The total removal of MHC I from the cell surface should have resulted in the chondrocyte-like cells’ immunogenicity reduced due to escaping recognition of the MHC I‒autopeptide complex by the CD8⁺ Т cells. However, our findings have shown that knocking out B2M is not enough to reduce immunogenicity of iPSC-derived chondrocytes. In all three of our experiments, the CD8⁺ Т cell immune response to the B2M-deficient chondrocyte-like cells was significantly higher than that to iPSCs. There are several mechanisms, which could underlie the CD8⁺ Т cell activation.

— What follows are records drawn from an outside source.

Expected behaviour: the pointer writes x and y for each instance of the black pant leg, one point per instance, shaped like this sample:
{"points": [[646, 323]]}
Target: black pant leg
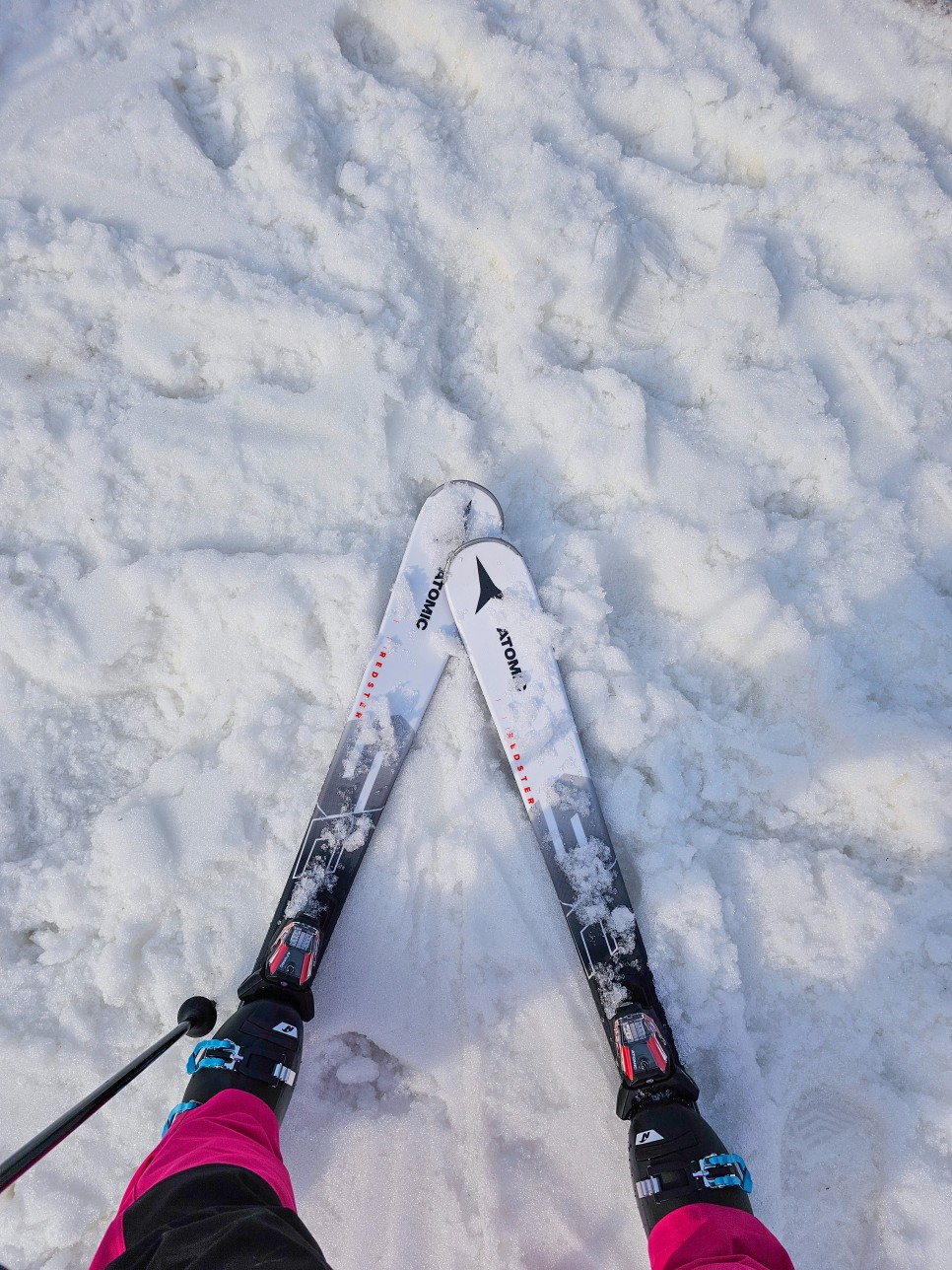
{"points": [[216, 1217]]}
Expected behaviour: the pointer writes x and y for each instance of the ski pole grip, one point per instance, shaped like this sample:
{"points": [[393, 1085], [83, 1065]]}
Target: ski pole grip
{"points": [[199, 1014], [195, 1018]]}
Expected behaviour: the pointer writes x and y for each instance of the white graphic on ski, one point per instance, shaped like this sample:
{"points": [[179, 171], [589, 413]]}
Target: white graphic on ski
{"points": [[502, 622]]}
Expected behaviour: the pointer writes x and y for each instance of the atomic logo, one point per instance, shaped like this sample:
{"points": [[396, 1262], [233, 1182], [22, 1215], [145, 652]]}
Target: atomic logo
{"points": [[488, 588]]}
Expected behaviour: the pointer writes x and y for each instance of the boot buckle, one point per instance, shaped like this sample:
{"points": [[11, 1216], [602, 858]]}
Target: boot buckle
{"points": [[716, 1171]]}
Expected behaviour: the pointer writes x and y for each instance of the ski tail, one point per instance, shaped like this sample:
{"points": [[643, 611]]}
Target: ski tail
{"points": [[409, 657], [507, 634]]}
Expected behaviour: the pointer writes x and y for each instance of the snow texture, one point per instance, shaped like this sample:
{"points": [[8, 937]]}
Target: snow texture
{"points": [[674, 280]]}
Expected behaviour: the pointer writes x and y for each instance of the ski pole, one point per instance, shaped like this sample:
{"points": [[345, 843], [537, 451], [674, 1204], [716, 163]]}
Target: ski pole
{"points": [[197, 1018]]}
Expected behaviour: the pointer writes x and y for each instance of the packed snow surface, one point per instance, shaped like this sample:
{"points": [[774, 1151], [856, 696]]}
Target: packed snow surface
{"points": [[674, 280]]}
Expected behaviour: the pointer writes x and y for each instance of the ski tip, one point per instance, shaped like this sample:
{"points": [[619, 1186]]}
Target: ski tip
{"points": [[481, 542], [474, 485]]}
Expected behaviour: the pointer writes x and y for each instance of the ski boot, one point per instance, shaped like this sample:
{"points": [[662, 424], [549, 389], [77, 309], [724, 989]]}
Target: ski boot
{"points": [[677, 1159], [258, 1049]]}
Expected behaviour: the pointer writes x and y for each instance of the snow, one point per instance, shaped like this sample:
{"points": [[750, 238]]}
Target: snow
{"points": [[674, 281]]}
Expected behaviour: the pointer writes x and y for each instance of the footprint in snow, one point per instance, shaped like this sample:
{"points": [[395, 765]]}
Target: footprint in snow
{"points": [[830, 1176]]}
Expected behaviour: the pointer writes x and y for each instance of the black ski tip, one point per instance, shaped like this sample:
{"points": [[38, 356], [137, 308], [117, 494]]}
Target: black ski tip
{"points": [[488, 588]]}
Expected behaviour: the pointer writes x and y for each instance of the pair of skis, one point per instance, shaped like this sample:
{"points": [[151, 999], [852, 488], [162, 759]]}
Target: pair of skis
{"points": [[457, 573]]}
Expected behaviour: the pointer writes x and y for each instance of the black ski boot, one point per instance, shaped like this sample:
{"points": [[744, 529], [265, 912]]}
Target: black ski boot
{"points": [[677, 1159], [258, 1049]]}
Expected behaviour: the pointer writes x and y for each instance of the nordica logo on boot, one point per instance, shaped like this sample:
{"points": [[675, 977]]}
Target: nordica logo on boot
{"points": [[506, 639], [432, 598]]}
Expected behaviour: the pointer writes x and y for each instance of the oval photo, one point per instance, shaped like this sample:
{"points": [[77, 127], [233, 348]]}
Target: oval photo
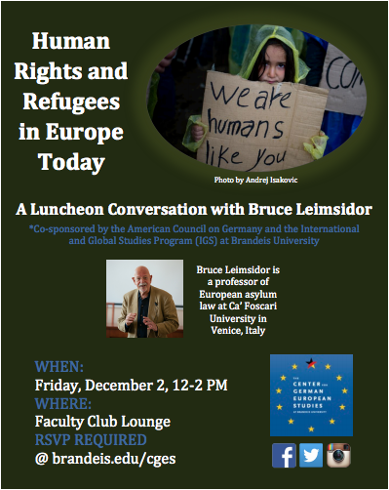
{"points": [[256, 98]]}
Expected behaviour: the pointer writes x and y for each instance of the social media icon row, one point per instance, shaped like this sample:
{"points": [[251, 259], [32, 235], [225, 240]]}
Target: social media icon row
{"points": [[311, 455]]}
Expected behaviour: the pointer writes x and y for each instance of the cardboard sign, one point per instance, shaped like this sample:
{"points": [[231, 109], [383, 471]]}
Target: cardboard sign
{"points": [[258, 127], [345, 83]]}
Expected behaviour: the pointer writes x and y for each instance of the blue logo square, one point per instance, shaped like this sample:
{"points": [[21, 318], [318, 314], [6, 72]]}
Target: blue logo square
{"points": [[311, 455], [284, 455]]}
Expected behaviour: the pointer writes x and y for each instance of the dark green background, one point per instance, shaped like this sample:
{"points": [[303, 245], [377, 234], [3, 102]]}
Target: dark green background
{"points": [[332, 298]]}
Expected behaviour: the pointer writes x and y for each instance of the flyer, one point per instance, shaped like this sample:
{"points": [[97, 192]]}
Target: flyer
{"points": [[166, 174]]}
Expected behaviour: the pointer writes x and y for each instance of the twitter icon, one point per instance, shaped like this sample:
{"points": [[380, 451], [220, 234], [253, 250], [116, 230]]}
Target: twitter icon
{"points": [[311, 455]]}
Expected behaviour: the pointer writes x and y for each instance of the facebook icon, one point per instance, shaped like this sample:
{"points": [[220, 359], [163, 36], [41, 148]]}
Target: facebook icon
{"points": [[284, 455]]}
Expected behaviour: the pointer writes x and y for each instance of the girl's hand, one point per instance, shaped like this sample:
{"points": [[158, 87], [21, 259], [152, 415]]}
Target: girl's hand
{"points": [[197, 132]]}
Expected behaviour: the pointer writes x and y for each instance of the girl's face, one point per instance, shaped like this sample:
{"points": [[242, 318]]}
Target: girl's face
{"points": [[274, 69]]}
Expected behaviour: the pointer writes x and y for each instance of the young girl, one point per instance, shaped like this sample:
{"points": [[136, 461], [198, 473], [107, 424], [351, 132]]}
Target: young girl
{"points": [[272, 57]]}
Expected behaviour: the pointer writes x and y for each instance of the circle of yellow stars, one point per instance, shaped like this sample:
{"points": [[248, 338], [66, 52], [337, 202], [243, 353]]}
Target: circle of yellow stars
{"points": [[338, 378]]}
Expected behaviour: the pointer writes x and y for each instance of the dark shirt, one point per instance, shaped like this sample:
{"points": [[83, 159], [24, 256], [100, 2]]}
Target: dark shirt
{"points": [[143, 308]]}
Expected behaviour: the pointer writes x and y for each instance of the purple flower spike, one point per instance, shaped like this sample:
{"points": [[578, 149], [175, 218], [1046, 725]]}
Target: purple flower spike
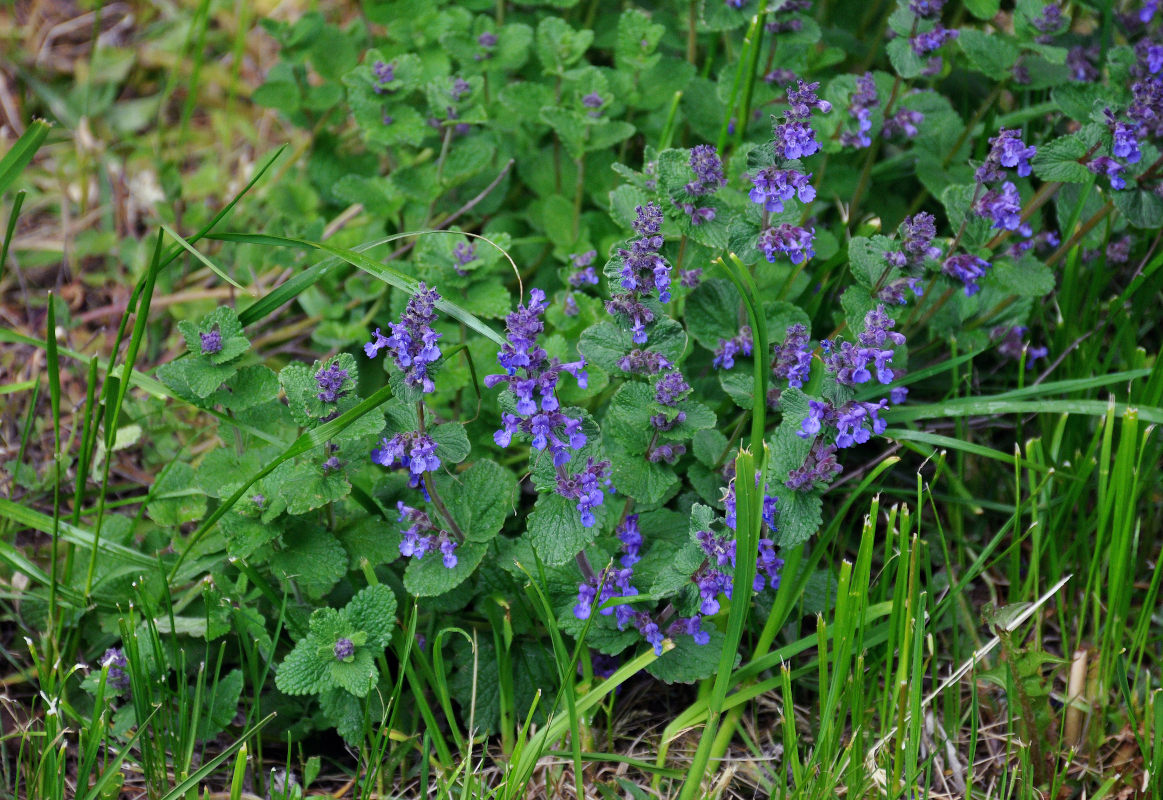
{"points": [[412, 449], [115, 659], [1112, 169], [585, 487], [708, 171], [860, 108], [330, 383], [772, 187], [413, 342], [630, 537], [792, 241], [792, 359], [212, 342], [819, 469], [1003, 207], [968, 270], [729, 348], [1006, 150], [344, 649]]}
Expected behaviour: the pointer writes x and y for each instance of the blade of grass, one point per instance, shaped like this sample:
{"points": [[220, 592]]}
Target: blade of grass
{"points": [[21, 154]]}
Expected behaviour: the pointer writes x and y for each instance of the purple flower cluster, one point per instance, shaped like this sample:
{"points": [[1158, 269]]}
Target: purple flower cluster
{"points": [[1006, 150], [670, 388], [819, 469], [1003, 206], [860, 108], [773, 187], [421, 536], [917, 234], [849, 363], [463, 255], [1048, 22], [330, 383], [412, 449], [583, 269], [666, 454], [643, 271], [1082, 61], [344, 649], [212, 342], [967, 269], [924, 43], [643, 362], [904, 122], [115, 659], [792, 359], [529, 372], [794, 137], [777, 184], [1012, 344], [614, 581], [729, 348], [708, 178], [413, 342], [1043, 242], [585, 487], [849, 420], [708, 171], [384, 75], [487, 41], [792, 241]]}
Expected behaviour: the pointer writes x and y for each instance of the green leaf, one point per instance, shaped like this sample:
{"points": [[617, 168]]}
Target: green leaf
{"points": [[992, 55], [555, 528], [372, 611], [1141, 208], [304, 671], [800, 515], [690, 662], [371, 538], [173, 498], [628, 420], [194, 376], [739, 384], [867, 261], [21, 152], [983, 9], [1058, 159], [1028, 277], [311, 557], [479, 499], [637, 37], [244, 535], [558, 45], [451, 442], [904, 61], [357, 676], [637, 478], [707, 447], [247, 388], [221, 706], [427, 577], [713, 312], [605, 343], [307, 486]]}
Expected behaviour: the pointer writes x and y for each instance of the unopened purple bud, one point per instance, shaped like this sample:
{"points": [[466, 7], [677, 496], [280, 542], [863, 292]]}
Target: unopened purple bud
{"points": [[344, 649]]}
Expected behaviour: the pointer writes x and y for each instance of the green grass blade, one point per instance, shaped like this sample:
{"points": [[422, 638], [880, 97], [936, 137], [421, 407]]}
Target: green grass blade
{"points": [[387, 275], [21, 152], [306, 442], [193, 251]]}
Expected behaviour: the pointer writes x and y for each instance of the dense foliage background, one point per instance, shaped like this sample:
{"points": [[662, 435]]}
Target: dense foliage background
{"points": [[377, 376]]}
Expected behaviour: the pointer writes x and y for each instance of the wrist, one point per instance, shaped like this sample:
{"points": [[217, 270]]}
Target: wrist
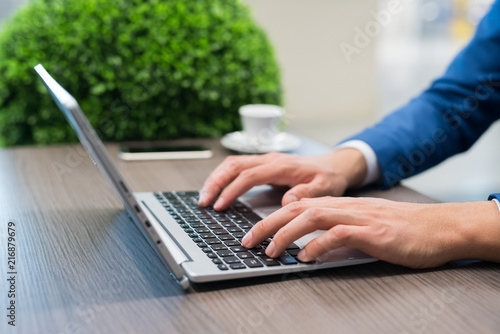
{"points": [[480, 232], [350, 164]]}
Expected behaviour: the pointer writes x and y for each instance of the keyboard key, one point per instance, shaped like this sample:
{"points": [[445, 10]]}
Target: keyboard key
{"points": [[293, 252], [253, 263], [231, 259], [244, 255], [246, 226], [268, 261], [218, 247], [231, 243], [234, 229], [207, 235], [252, 217], [237, 266], [286, 259], [215, 227], [202, 230], [239, 249], [259, 252], [225, 253]]}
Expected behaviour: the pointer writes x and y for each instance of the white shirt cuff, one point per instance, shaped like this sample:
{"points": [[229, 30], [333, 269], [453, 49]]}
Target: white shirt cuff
{"points": [[373, 169], [498, 203]]}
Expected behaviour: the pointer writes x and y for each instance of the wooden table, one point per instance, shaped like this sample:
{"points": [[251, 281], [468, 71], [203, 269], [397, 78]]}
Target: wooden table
{"points": [[83, 267]]}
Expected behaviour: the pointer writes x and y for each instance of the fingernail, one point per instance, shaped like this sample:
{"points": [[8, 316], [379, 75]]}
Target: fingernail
{"points": [[218, 205], [247, 239], [303, 256], [270, 249], [292, 198], [201, 199]]}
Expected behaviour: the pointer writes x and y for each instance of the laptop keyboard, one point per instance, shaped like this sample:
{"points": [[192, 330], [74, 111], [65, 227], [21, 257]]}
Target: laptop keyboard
{"points": [[219, 233]]}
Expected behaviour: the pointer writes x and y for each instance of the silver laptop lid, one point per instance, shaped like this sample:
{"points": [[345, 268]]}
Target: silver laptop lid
{"points": [[98, 153]]}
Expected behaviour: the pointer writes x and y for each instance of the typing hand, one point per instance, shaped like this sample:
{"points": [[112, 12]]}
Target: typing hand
{"points": [[412, 235], [329, 174]]}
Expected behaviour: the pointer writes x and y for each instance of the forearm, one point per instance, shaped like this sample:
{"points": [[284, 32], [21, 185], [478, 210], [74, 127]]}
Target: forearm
{"points": [[481, 231]]}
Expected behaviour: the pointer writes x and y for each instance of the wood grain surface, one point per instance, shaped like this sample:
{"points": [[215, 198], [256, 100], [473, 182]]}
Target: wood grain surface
{"points": [[83, 267]]}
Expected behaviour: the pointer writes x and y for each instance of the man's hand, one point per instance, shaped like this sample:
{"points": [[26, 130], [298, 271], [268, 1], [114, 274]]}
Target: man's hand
{"points": [[329, 174], [412, 235]]}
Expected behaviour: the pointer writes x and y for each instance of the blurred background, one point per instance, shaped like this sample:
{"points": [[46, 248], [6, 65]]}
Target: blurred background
{"points": [[331, 93]]}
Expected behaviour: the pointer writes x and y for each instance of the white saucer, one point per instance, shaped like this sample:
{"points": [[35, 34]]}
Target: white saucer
{"points": [[238, 141]]}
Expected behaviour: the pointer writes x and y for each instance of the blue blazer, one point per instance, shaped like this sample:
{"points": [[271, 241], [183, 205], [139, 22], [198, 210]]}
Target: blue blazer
{"points": [[447, 118]]}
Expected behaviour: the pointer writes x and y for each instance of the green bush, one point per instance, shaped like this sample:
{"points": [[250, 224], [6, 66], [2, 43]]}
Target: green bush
{"points": [[140, 69]]}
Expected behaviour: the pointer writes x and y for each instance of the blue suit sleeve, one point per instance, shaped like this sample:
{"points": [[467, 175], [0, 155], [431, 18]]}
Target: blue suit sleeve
{"points": [[448, 117]]}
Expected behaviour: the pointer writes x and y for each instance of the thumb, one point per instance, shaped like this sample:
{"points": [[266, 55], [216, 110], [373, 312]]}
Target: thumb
{"points": [[307, 190]]}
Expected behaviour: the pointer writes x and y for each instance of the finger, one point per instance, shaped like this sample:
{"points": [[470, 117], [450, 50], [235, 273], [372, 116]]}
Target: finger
{"points": [[271, 224], [223, 175], [316, 188], [250, 177], [313, 219], [351, 236]]}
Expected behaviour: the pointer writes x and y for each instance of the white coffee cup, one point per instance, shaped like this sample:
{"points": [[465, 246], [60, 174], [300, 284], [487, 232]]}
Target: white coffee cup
{"points": [[261, 122]]}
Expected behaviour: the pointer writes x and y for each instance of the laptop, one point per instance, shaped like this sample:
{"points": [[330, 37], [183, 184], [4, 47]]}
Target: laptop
{"points": [[197, 244]]}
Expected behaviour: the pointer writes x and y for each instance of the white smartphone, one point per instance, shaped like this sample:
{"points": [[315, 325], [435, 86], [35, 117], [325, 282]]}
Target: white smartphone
{"points": [[135, 153]]}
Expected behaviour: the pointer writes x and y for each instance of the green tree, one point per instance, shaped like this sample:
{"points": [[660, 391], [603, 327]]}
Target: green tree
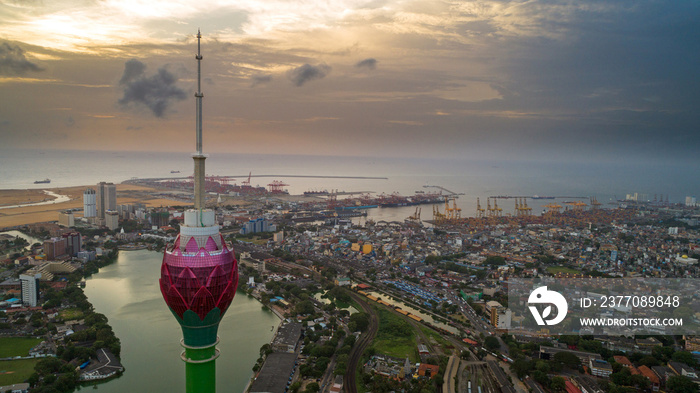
{"points": [[491, 343], [567, 359], [558, 384], [681, 384]]}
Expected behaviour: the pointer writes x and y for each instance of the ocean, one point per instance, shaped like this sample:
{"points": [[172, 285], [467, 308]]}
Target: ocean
{"points": [[607, 181]]}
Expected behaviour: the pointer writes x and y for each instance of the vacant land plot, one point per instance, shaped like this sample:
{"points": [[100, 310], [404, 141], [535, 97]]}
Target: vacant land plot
{"points": [[395, 337], [16, 371], [16, 346]]}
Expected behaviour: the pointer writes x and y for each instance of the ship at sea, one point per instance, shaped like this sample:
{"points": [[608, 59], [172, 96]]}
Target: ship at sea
{"points": [[313, 192]]}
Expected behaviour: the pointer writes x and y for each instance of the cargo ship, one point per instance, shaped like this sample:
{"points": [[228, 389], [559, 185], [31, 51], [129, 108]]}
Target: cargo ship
{"points": [[355, 207], [308, 193]]}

According to one of those, CD8⁺ Т cells were activated not due to direct interaction with the chondrocyte-like cells, but due to the fact that there were antigen-presenting cells (APCs) among PBMCs. As is known, the APCs are capable of presenting peptides of the absorbed particles in the context of MHC I and MHC II. To ensure activation of CD8⁺ Т cells (and, therefore, expression of CD69), it is enough to recognize a foreign peptide on the APC and, in some cases, receive costimulation from CD4⁺ Т cells [30, 31]. As for degranulation, it has been shown that CD8⁺ Т cells are capable of killing the tumor cells that have lost MHC I. Such an effect was achieved in the presence of APCs, regardless of NK cells. Recognition is accomplished via binding of the NKG2D T cell receptor with the ligands (NKG2DL) on the target cells, while killing occurs due to granzyme secretion [32]. At the same time, Bogomiakova et al. have shown that the iPS fibroblast derivatives express 1.5 times more NKG2D ligands on their surface than fibroblasts of a healthy human [14]. Thus, it can be assumed that the chondrocyte-like cells used in our experiment increased expression of the NKG2D ligands, which made them a potential target for both CD8⁺ Т cells and NK cells. Despite the fact that chondrocytes (and probably iPSC-derived chondrocytes) create the anti-inflammatory environment around them [20, 21], this is probably not an absolute guarantee of no immune response. It must be remembered that chondrocytes that have got into the pro-inflammatory environment (which is inevitable in case of the tissue-engineered cartilage graft transplantation) are capable of expressing MHC II [21]. Despite the fact that it has not been demonstrated in vitro for the iPSC-derived chondrocytes [27], no in vivo tests have been performed. That is why it is necessary to ensure the MHC II knockout in the iPSC-derived chondrocytes in order to avoid the CD4⁺ Т cell immune response. In addition, a number of studies demonstrate successful acquisition of hypoimmunogenic iPS derivatives due to knockout of MHC I, MHC II and CD47 hyperexpression aimed at regulating the NK cell response [11, 12]. These data, in total, leave the room for the possibility of the cartilage tissue graft improvement based on the differentiated iPSC derivatives.

CONCLUSIONS

The iPSC-derived chondrocytes obtained show the same low level of immunogenicity, as human chondrocytes, however, these cause a higher immune response compared to hypoimmunogenic iPSCs. On the one hand, this suggests that the chondrocytes obtained can be a potential source of product for treatment of the articular cartilage tissue, but on the other hand this study demonstrates potential risks associated with instability of tissue after editing and avoidance of the immune response in case of tumorgenesis. Thus, the B2M knockout is not a sufficient condition for immunogenicity of the prototypes obtained from such cells of the tissue, and the iPSC-derived chondrocytes require further modification.